Akwaeke Emezi's harrowing, challenging debut novel depicts its central character's struggle with mental illness through the lens of Nigerian folklore. The Ogbanje are a traditionally recognized cadre of "evil" spirits who invade Nigerian families in order to destroy them. In Freshwater, a collection of these spirits attach themselves to Ada, a young Nigerian immigrant, seducing her into a cycle of divine self-destruction.
After a traumatic incident in early childhood involving a poisonous snake, Ada finds she can communicate (not always voluntarily) with a host of spirits who have infiltrated her mind and self. Traveling to the U.S. to attend college, Ada is assaulted by a boyfriend. In response, a single entity named Asughara differentiates itself from the mass of others, and begins a kind of domineering, possessive romance with Ada. Like an abusive lover, Asughara coaxes and berates Ada into radical coping behaviors, demands sacrifices, and imposes strictures on Ada's human relationships. At the same time, Ada and Asughara become intimate friends, affirmations of one another -- two godlike creatures alone in the world of humans, caged and frustrated by their shared inability to exist in the full flower of their being.
It's only March, but I can already tell this is one of the best novels I'll read in 2018.I can't wait to see what this author does next.— From Devon
“A full and arresting examination of the search for a sense of belonging to one's self, Freshwater reads like the result of a successful dinner party hosted by Chimamanda Adichie, with a guest list featuring Octavia Butler, Neil Gaiman, Salman Rushdie, Helen Oyeyemi, and several preeminent cultural and sociological scholars. Freshwater follows Ada, a child born with 'a foot on the other side,' through her early life in Nigeria and her emigration to America, where she is trailed by many forces from the lands she left behind. It gives us new vocabulary and territories for exploring the awkwardness of intersections that we encounter - gender, culture, tradition, history, personal mythology - and how one might go about locating herself in the pull of so many competing influences.”
— Sarah Bumstead, Vroman's Bookstore, Pasadena, CA
“As soon as I started this book, I wanted to tell anyone who would listen about it. The story begins with birth—the birth of a Nigerian girl, but also the birth of the children of Gods within her. Told through the perspective of Ada’s other selves, Freshwater takes readers on the journey of her life. This is the story of someone born fractured, with ‘one foot on the other side.’ An incredible, unique, and completely enthralling read. I feel as though no description will truly do this book justice.”

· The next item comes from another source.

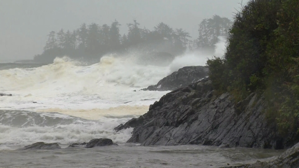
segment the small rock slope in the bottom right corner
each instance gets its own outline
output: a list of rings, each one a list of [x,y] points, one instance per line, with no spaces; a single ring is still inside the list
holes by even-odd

— Elisa Thomas, Cellar Door Books, Riverside, CA
Ada has always been unusual. As an infant in southern Nigeria, she is a source of deep concern to her family. Her parents successfully prayed her into existence, but something must have gone awry, as the young Ada becomes a troubled child, prone to violent fits of anger and grief.
But Ada turns out to be more than just volatile. Born "with one foot on the other side," she begins to develop separate selves. When Ada travels to America for college, a traumatic event crystallizes the selves into something more powerful. As Ada fades into the background of her own mind and these alters--now protective, now hedonistic--move into control, Ada's life spirals in a dangerous direction.
Written with stylistic brilliance and based in the author's realities, this raw and extraordinary debut explores the metaphysics of identity and being, plunging the reader into the mysteries of self. Unsettling, heart-wrenching, dark, and powerful, Freshwater dazzles with ferocious energy and serpentine grace, heralding the arrival of a fierce new literary voice.